Il est inquiétant de voir que les répercussions du conflit vont aussi dépasser les frontières de l’Ukraine : plus d’un million de personnes réfugiées ont déjà fui pour sauver leur vie. L’impact de cette situation se fera sentir dans toutes les villes et régions frontalières d’Europe centrale dont la riposte à la tuberculose, au VIH et, plus récemment, à la COVID-19 a été fragile. 

Les points aux frontières et les pays voisins devront anticiper et faire face à une avalanche de nouveaux besoins en matière de santé. Nous sommes dans une impasse : la coopération internationale et la solidarité envers la région de l’Europe de l’Est n’ont pas été des axes forts de la riposte mondiale à la pandémie au cours des deux dernières années.

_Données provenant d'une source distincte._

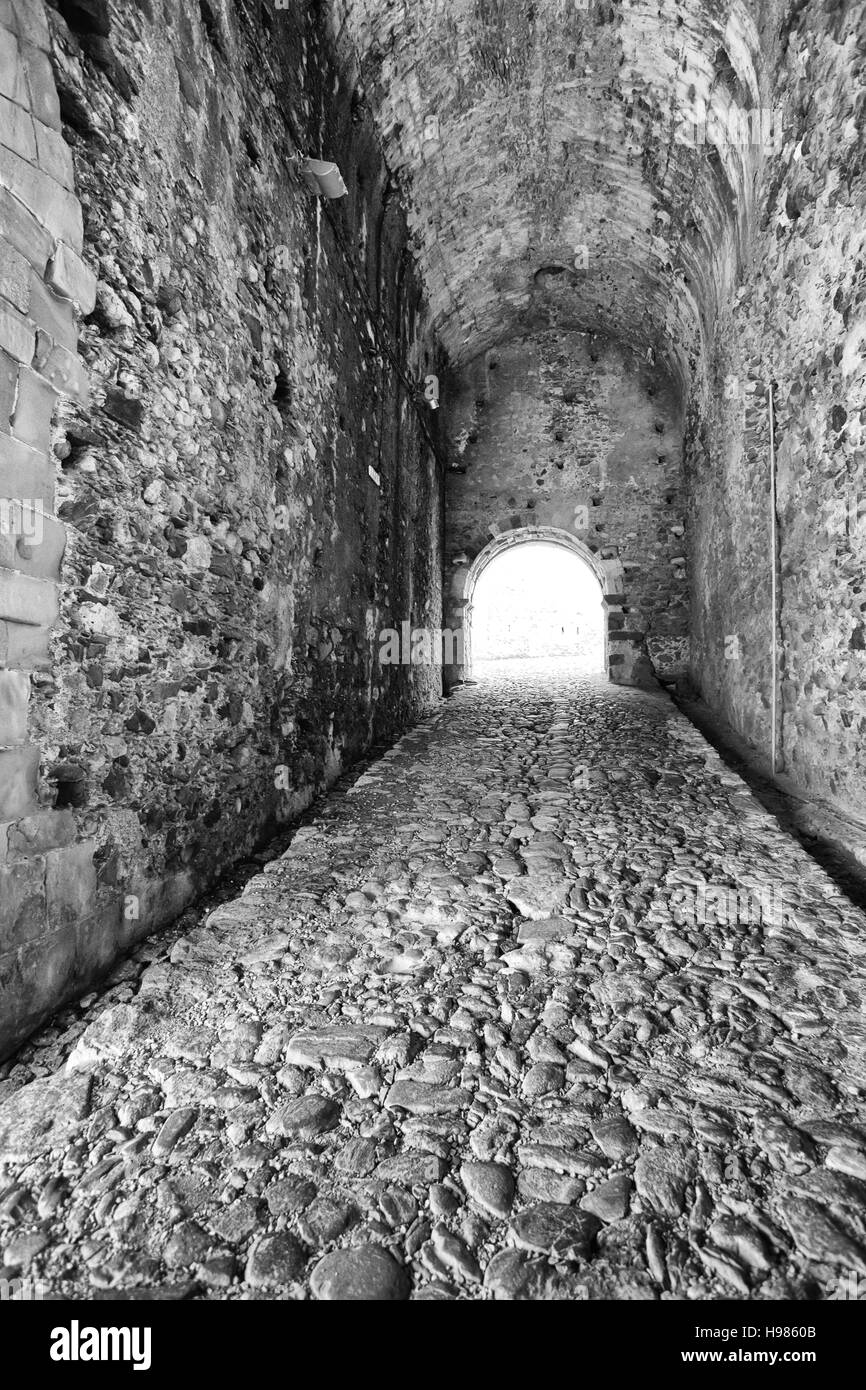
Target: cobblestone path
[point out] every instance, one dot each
(545, 1007)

L’arrivée du matériel de santé de l’OMS et la formation d’un couloir sécurisé pour les personnes réfugiées sont des bribes de bonnes nouvelles sur fond de tragédie. Nous avons besoin de beaucoup plus.

Les systèmes et les installations de santé doivent être protégés, fonctionnels, sûrs et accessibles à toutes les personnes qui ont besoin de services médicaux essentiels, et le personnel de santé doit être protégé.

Michel Kazatchkine est maître de conférence au Graduate Institute for International Affairs and Development de Genève, en Suisse, et ancien Secrétaire général des Nations Unies et Envoyé spécial de l’ONUSIDA pour le VIH/sida en Europe de l’Est et en Asie centrale. Auparavant, il était Directeur exécutif du Fonds mondial de lutte contre le sida, la tuberculose et le paludisme.